Der Normalfall ist: Laute Mucke aus der Stereoanlage ist unbeliebt bei Wohnungsnachbarn, Anwohnern und Vermietern – und gehört in die Kategorie Ruhestörung. In Deutschland gibt es kein Recht auf Lärm.
So findet sich keine einzige Rechtsvorschrift, die beispielsweise laute Feiern oder Musik hören auch nur ausnahmsweise erlaubt. Wir können nur raten: Sprechen Sie rechtzeitig mit den Nachbarn und bitten um Verständnis, ab und zu länger und lauter feiern zu dürfen. Wenn das nicht hilft, raten wir Ihnen zur Mediation.
Das sind die Regeln, die Sie besser beachten sollten: In Mehrfamilienhäusern (und auch anderswo) soll zwischen 22 Uhr und 6 Uhr sowie – je nach Hausordnung – mittags zwischen 13 und 15 Uhr Zimmerlautstärke herrschen. Das bedeutet, dass Geräusche außerhalb der Wohnung innerhalb dieser Ruhezeiten nicht mehr wahrnehmbar sind. Diese Lautstärke kann je nach Wohnsituation, Bodenbelag oder Dämmung noch individuell variieren. Bei Musik aus der Stereoanlage sind die Gerichte sehr streng. So wurde es bereits für unzulässig gehalten, wenn beim Nachbarn noch ein Geräuschpegel von etwa 35 dB(A) zu hören ist – das ist leiser als ein Gespräch in normaler Lautstärke.

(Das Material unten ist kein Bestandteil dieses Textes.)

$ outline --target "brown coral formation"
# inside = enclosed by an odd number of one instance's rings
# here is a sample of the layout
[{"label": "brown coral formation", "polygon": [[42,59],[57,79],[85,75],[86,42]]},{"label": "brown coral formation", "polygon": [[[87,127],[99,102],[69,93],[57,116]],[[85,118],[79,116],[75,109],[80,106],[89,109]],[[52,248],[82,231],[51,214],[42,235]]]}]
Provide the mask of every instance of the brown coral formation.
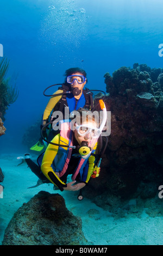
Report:
[{"label": "brown coral formation", "polygon": [[1,136],[1,135],[3,135],[4,134],[5,134],[5,130],[6,130],[6,129],[3,126],[3,123],[2,121],[1,118],[0,118],[0,136]]},{"label": "brown coral formation", "polygon": [[59,194],[40,191],[15,212],[3,245],[86,245],[82,220]]}]

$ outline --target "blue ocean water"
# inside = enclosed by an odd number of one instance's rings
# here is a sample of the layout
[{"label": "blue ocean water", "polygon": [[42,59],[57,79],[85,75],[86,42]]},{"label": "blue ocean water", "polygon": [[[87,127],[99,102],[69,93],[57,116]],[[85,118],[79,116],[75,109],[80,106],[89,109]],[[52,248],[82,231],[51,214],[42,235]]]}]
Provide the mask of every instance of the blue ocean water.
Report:
[{"label": "blue ocean water", "polygon": [[26,127],[41,119],[48,101],[44,89],[62,83],[66,69],[83,68],[87,87],[105,90],[106,72],[136,62],[162,67],[162,6],[161,0],[1,1],[7,77],[18,75],[20,91],[7,111],[1,151],[21,148]]}]

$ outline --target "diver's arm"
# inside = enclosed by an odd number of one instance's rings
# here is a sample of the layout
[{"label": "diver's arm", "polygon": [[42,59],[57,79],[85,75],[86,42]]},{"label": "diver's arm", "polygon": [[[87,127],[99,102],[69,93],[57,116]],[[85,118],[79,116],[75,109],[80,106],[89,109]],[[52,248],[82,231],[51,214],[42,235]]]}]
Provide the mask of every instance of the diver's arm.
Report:
[{"label": "diver's arm", "polygon": [[[59,93],[62,93],[63,92],[62,90],[58,90],[55,93],[54,93],[54,95],[58,94]],[[42,125],[45,125],[46,124],[46,120],[48,119],[51,113],[57,102],[59,101],[61,99],[61,95],[60,96],[55,96],[54,97],[51,97],[46,107],[46,108],[44,111],[43,118],[42,118]]]},{"label": "diver's arm", "polygon": [[[54,143],[59,144],[60,134],[57,135],[52,141]],[[43,174],[50,180],[52,183],[55,185],[63,191],[64,187],[67,187],[67,184],[63,182],[55,174],[52,168],[52,164],[58,153],[58,146],[49,144],[45,153],[41,169]]]}]

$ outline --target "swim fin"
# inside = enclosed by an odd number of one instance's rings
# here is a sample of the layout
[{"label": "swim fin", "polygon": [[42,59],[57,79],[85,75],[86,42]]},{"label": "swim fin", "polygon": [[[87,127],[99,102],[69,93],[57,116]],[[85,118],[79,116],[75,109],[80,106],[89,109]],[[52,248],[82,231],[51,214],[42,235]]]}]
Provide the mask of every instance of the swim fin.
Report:
[{"label": "swim fin", "polygon": [[32,150],[35,150],[35,151],[41,151],[43,148],[45,147],[46,148],[47,147],[47,143],[43,141],[43,140],[39,140],[35,145],[34,146],[32,147],[30,149]]}]

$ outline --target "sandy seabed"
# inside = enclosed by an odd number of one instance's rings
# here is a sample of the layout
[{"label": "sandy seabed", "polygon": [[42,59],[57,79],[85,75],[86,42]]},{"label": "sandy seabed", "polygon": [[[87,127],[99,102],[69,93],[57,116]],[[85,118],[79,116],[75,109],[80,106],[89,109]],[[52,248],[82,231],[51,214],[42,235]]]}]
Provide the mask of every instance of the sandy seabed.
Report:
[{"label": "sandy seabed", "polygon": [[[0,245],[14,213],[41,190],[59,193],[64,198],[67,208],[82,218],[84,236],[94,245],[163,245],[162,216],[152,217],[144,211],[141,218],[133,217],[129,213],[125,218],[117,218],[87,198],[79,201],[78,192],[54,191],[52,184],[28,188],[35,185],[38,179],[26,163],[17,166],[20,160],[16,157],[20,155],[0,155],[0,166],[4,175],[1,184],[4,187],[3,198],[0,198]],[[32,156],[32,159],[35,161],[36,157]]]}]

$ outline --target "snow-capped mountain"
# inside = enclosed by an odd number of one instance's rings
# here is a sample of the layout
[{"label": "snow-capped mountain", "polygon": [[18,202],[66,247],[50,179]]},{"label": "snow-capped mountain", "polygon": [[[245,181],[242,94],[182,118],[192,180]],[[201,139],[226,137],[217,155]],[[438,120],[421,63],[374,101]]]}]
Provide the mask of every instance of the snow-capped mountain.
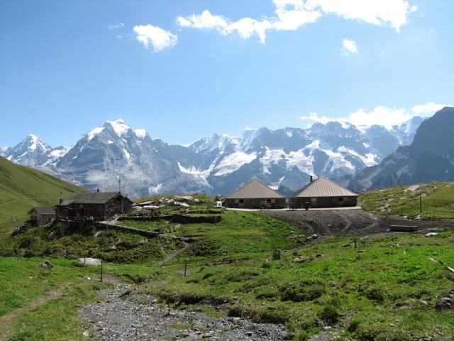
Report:
[{"label": "snow-capped mountain", "polygon": [[228,194],[253,178],[289,194],[310,175],[339,178],[379,163],[411,143],[421,121],[416,117],[392,129],[339,122],[308,129],[248,129],[238,136],[214,134],[189,146],[171,146],[118,119],[84,134],[70,148],[52,148],[28,136],[1,153],[91,190],[113,190],[121,180],[122,191],[133,197]]},{"label": "snow-capped mountain", "polygon": [[124,121],[108,121],[84,134],[57,162],[38,166],[89,189],[118,188],[133,197],[160,193],[209,192],[208,184],[182,173],[169,146]]},{"label": "snow-capped mountain", "polygon": [[358,171],[343,183],[358,190],[454,180],[454,108],[444,107],[421,124],[409,146],[380,164]]},{"label": "snow-capped mountain", "polygon": [[13,148],[3,148],[0,155],[24,166],[40,165],[49,160],[52,147],[31,134]]}]

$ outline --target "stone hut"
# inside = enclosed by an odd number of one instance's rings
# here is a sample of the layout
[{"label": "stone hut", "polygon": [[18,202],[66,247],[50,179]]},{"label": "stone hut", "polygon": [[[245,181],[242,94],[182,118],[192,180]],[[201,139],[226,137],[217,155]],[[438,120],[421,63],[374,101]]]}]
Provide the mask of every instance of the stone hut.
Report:
[{"label": "stone hut", "polygon": [[295,192],[290,199],[294,208],[356,206],[358,194],[326,178],[312,180]]},{"label": "stone hut", "polygon": [[55,206],[59,218],[105,220],[131,210],[133,202],[119,192],[78,193]]},{"label": "stone hut", "polygon": [[234,208],[285,208],[284,195],[254,179],[226,197],[226,207]]}]

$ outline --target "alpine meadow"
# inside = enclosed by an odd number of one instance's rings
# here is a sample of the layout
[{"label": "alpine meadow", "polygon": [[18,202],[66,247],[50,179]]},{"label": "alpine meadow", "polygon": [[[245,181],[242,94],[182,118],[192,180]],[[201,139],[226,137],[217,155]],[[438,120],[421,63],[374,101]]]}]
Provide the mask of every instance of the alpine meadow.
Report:
[{"label": "alpine meadow", "polygon": [[0,341],[454,340],[453,11],[0,1]]}]

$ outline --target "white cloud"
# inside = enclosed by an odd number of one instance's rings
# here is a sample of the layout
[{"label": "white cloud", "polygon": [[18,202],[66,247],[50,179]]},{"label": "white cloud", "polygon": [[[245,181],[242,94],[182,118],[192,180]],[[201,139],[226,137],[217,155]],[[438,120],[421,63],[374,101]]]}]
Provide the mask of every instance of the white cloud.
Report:
[{"label": "white cloud", "polygon": [[409,13],[417,9],[406,0],[273,0],[273,3],[275,10],[270,18],[246,17],[233,21],[206,9],[201,14],[179,16],[177,23],[182,28],[215,29],[223,35],[236,33],[244,39],[257,36],[265,43],[267,31],[297,30],[327,14],[374,25],[389,24],[399,31]]},{"label": "white cloud", "polygon": [[123,23],[111,23],[108,27],[109,30],[114,30],[115,28],[121,28],[124,27],[125,24]]},{"label": "white cloud", "polygon": [[431,116],[445,107],[451,107],[450,104],[438,104],[433,102],[428,102],[423,104],[415,105],[411,111],[419,116]]},{"label": "white cloud", "polygon": [[406,0],[308,0],[325,13],[373,25],[389,24],[397,31],[408,22],[408,16],[418,9]]},{"label": "white cloud", "polygon": [[348,55],[350,53],[358,53],[358,46],[355,40],[350,40],[349,39],[343,39],[342,45],[347,51],[344,53]]},{"label": "white cloud", "polygon": [[431,102],[424,104],[415,105],[409,112],[405,108],[389,108],[380,105],[370,112],[363,108],[358,109],[346,117],[319,117],[317,113],[311,112],[309,115],[301,116],[299,119],[303,121],[312,121],[323,124],[330,121],[337,121],[341,124],[349,123],[358,127],[367,128],[378,124],[390,129],[393,126],[406,122],[415,116],[431,116],[446,106],[449,106],[449,104],[438,104]]},{"label": "white cloud", "polygon": [[160,27],[150,24],[134,26],[133,30],[137,35],[135,37],[137,40],[142,43],[145,48],[148,48],[148,45],[151,45],[155,52],[173,47],[178,40],[177,35],[167,32]]},{"label": "white cloud", "polygon": [[365,109],[359,109],[350,114],[347,120],[358,126],[368,127],[378,124],[390,129],[396,124],[402,124],[414,116],[407,112],[405,108],[388,108],[380,105],[369,112]]},{"label": "white cloud", "polygon": [[319,114],[316,112],[310,112],[309,116],[301,116],[299,119],[303,121],[314,121],[314,122],[321,123],[322,124],[326,124],[328,122],[337,122],[340,121],[339,119],[329,117],[328,116],[319,117]]},{"label": "white cloud", "polygon": [[219,31],[223,31],[228,26],[227,19],[222,16],[214,16],[207,9],[199,16],[192,14],[185,18],[179,16],[177,18],[177,23],[182,27],[214,28]]}]

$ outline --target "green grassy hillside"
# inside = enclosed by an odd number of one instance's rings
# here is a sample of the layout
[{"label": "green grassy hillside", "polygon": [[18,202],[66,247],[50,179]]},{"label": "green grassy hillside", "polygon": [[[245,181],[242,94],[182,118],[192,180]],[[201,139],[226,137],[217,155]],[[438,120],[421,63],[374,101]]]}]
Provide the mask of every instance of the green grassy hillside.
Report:
[{"label": "green grassy hillside", "polygon": [[87,190],[0,157],[0,239],[28,218],[33,206],[53,206]]},{"label": "green grassy hillside", "polygon": [[454,218],[454,183],[390,187],[362,194],[358,201],[370,212],[416,217],[420,215],[420,194],[421,217]]}]

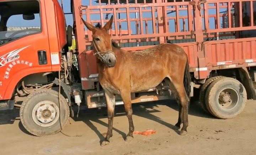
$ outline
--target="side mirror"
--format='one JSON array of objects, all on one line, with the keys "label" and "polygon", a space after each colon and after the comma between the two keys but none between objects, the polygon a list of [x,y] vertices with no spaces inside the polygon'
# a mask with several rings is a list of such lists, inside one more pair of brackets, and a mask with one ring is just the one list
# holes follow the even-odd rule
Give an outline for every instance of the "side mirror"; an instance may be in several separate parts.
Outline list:
[{"label": "side mirror", "polygon": [[31,20],[34,19],[34,15],[32,14],[24,14],[23,15],[23,19],[26,20]]}]

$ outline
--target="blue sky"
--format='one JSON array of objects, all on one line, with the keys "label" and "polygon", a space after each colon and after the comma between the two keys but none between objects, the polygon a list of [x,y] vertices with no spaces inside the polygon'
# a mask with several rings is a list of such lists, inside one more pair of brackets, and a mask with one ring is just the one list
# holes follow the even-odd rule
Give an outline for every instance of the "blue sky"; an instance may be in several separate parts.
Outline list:
[{"label": "blue sky", "polygon": [[[60,2],[60,0],[58,0],[59,2]],[[65,13],[69,13],[70,12],[70,0],[63,0],[63,9],[64,12]],[[84,0],[82,1],[82,5],[89,5],[89,1],[87,0]],[[92,2],[93,5],[97,5],[98,4],[96,3],[93,1]],[[133,8],[130,8],[130,9],[132,10]],[[126,8],[123,8],[126,10]],[[221,10],[222,9],[222,10]],[[221,9],[220,10],[220,12],[224,11],[226,11],[225,9],[223,10],[223,9]],[[209,9],[208,11],[209,15],[215,14],[216,14],[216,10],[214,9]],[[187,16],[187,12],[186,11],[180,11],[179,14],[180,16]],[[104,18],[105,18],[106,16],[106,14],[103,14]],[[113,14],[111,14],[109,15],[109,17],[111,17],[111,15],[113,15]],[[120,17],[119,17],[118,14],[117,14],[117,18],[120,17],[120,19],[126,19],[126,14],[125,13],[121,13],[120,14]],[[176,12],[174,12],[171,13],[169,13],[168,15],[168,17],[175,17],[176,16]],[[135,13],[131,13],[130,14],[130,18],[136,18],[136,14]],[[67,25],[70,25],[73,26],[73,17],[72,15],[65,15],[66,22],[67,23]],[[36,15],[36,18],[34,20],[32,21],[25,21],[22,18],[21,15],[17,15],[16,17],[14,16],[11,17],[9,22],[7,23],[7,26],[8,27],[39,27],[40,26],[39,23],[39,16],[38,15]],[[85,16],[84,16],[84,18],[86,19]],[[91,15],[91,19],[93,20],[97,20],[100,19],[100,15]],[[138,15],[138,18],[139,18],[139,15]],[[150,12],[143,12],[143,18],[152,18],[152,15]],[[210,22],[210,29],[214,29],[215,24],[214,22],[214,18],[210,18],[209,19]],[[221,21],[220,22],[222,23],[222,21]],[[180,25],[181,25],[181,29],[185,29],[185,30],[187,30],[188,29],[188,25],[187,24],[187,20],[186,19],[186,24],[185,25],[185,28],[183,28],[183,21],[182,19],[180,19],[179,21],[180,23]],[[144,31],[144,33],[145,33],[145,22],[144,22],[143,24],[143,29]],[[170,32],[174,32],[175,31],[175,21],[174,20],[170,20],[169,21],[169,29]],[[122,29],[122,30],[126,30],[128,29],[127,25],[127,22],[122,22],[121,23]],[[148,32],[149,34],[153,33],[153,28],[152,28],[152,21],[149,21],[148,23]],[[118,29],[119,29],[119,25],[118,25]],[[135,24],[135,22],[131,22],[131,28],[132,30],[132,34],[135,34],[137,33],[136,31],[136,25]],[[113,24],[113,29],[114,29],[114,26]]]}]

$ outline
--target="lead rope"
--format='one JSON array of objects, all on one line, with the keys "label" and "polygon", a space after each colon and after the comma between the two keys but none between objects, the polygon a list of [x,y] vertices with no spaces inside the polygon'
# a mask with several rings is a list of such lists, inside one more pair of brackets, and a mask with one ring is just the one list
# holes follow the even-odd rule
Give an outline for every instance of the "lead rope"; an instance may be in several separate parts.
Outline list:
[{"label": "lead rope", "polygon": [[114,53],[113,52],[112,52],[111,51],[107,51],[106,52],[100,52],[98,51],[98,48],[97,48],[97,47],[96,46],[96,45],[95,44],[95,42],[94,42],[94,40],[92,40],[92,44],[93,44],[94,46],[94,47],[95,47],[95,49],[96,50],[96,52],[97,52],[96,53],[94,53],[94,55],[98,55],[98,57],[99,57],[99,59],[100,60],[100,61],[101,61],[101,62],[103,63],[106,63],[106,61],[105,61],[105,60],[102,57],[102,56],[101,55],[101,54],[103,54],[103,56],[104,56],[105,54],[107,54],[107,53],[112,53],[116,57],[116,56],[114,54]]}]

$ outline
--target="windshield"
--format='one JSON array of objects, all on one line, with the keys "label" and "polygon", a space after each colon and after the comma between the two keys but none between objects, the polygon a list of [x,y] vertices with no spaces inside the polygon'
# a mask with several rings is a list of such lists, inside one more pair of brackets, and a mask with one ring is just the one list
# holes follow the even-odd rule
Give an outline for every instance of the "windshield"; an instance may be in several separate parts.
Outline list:
[{"label": "windshield", "polygon": [[0,46],[40,32],[39,8],[36,1],[0,2]]}]

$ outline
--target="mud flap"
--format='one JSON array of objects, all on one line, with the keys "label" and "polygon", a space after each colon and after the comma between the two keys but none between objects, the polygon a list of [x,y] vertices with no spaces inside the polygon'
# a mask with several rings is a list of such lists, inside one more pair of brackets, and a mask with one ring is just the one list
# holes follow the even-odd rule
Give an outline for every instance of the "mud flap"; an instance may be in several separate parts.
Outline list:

Achtung: Auch außerhalb der Ruhezeiten darf eine Stereoanlage nicht so weit aufgedreht werden, dass der Nachbar dadurch gestört wird. Das gilt natürlich auch für andere Lärmquellen, wie etwa das laufende TV-Gerät. Für den sogenannten Nachbarschaftslärm – Musik, streitende Paare, bellende Hunde – gibt es, anders als für andere Lärmarten, allerdings keine gesetzlich geregelten Grenzwerte.
Wenn die Polizei klingelt...
Wird’s zu laut, kommt eventuell die Polizei. Die Beamten ermahnen, manchmal auch mehrfach, dokumentieren eventuell den Lärm per Lautstärkemessgerät, kassieren im Wiederholungsfall möglicherweise die Anlage ein und schicken sogar Partygäste nach Hause. Meist startet es mit einer Verwarnung, im wiederholten Fall kommt es dann zum Bußgeld. Für eine nächtliche Ruhestörung müssen Sie mit einem Bußgeld wegen Lärmbelästigung im niedrigen dreistelligen Bereich rechnen. Laut Ordnungswidrigkeitengesetz liegt die Obergrenze allerdings bei 5.000 Euro.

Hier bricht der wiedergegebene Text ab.